# Remortgage home, then rent it out and get full mortgage interest relief



## Bronte (19 Dec 2007)

This comes up from time to time on AAM.  Can you remortgage your home, (say to go on holiday plus buy a car and build a conservatory, pay back credit card debt, loans etc), borrow about 100K and once the remorgage is in place move out and rent out the original house having purchased a new home. The benefit being that the interest on the original house can be offset against rental income.


----------



## jhegarty (19 Dec 2007)

I am not sure on rental income , but I know TRS can only be taken off the home improvment part of the loan (not the holiday , car..etc...).... i presume its the same


----------



## Glenbhoy (19 Dec 2007)

Bronte said:


> This comes up from time to time on AAM. Can you remortgage your home, (say to go on holiday plus buy a car and build a conservatory, pay back credit card debt, loans etc), borrow about 100K and once the remorgage is in place move out and rent out the original house having purchased a new home. The benefit being that the interest on the original house can be offset against rental income.

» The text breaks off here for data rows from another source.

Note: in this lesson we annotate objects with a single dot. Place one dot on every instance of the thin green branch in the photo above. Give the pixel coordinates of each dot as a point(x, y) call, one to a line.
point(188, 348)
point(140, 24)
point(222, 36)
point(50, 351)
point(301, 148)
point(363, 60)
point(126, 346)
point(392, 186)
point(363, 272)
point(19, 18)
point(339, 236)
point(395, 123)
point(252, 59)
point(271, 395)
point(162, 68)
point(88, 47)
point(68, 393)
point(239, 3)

Can't see why not - but how are you going to buy property no.2?


----------



## Bronte (20 Dec 2007)

The reason I'm asking is that I've noticed that a lot of people are remortgaging more than once up to the equity levels in their homes. (PPR) These loans used to be restricted to doing up the house but it seems nowadays they go to pay off lifestyle spending. I was wondering what happens in the scenario if you had to move house how the revenue can keep track of all this. 
Glenbhoy - not sure what you mean, but would purchase second home from savings?


----------



## Stifster (20 Dec 2007)

Bronte said:


> The reason I'm asking is that I've noticed that a lot of people are remortgaging more than once up to the equity levels in their homes. (PPR) These loans used to be restricted to doing up the house but it seems nowadays they go to pay off lifestyle spending. I was wondering what happens in the scenario if you had to move house how the revenue can keep track of all this.
> Glenbhoy - not sure what you mean, but would purchase second home from savings?


 
The revenue could audit you/ask for proof of the improvements etc

No you can't remortgage to the hilt and then set off the interest against the rental income.

see recently 





> You can only offset against rental income interest on the mortgage outstanding at the time the former _PPR _becomes a rental/investment property. You cannot offset interest on any mortgage topup unless that money is used to purchase/renovate an investment property. If the money is used for any other purpose then you cannot write it off against rental income.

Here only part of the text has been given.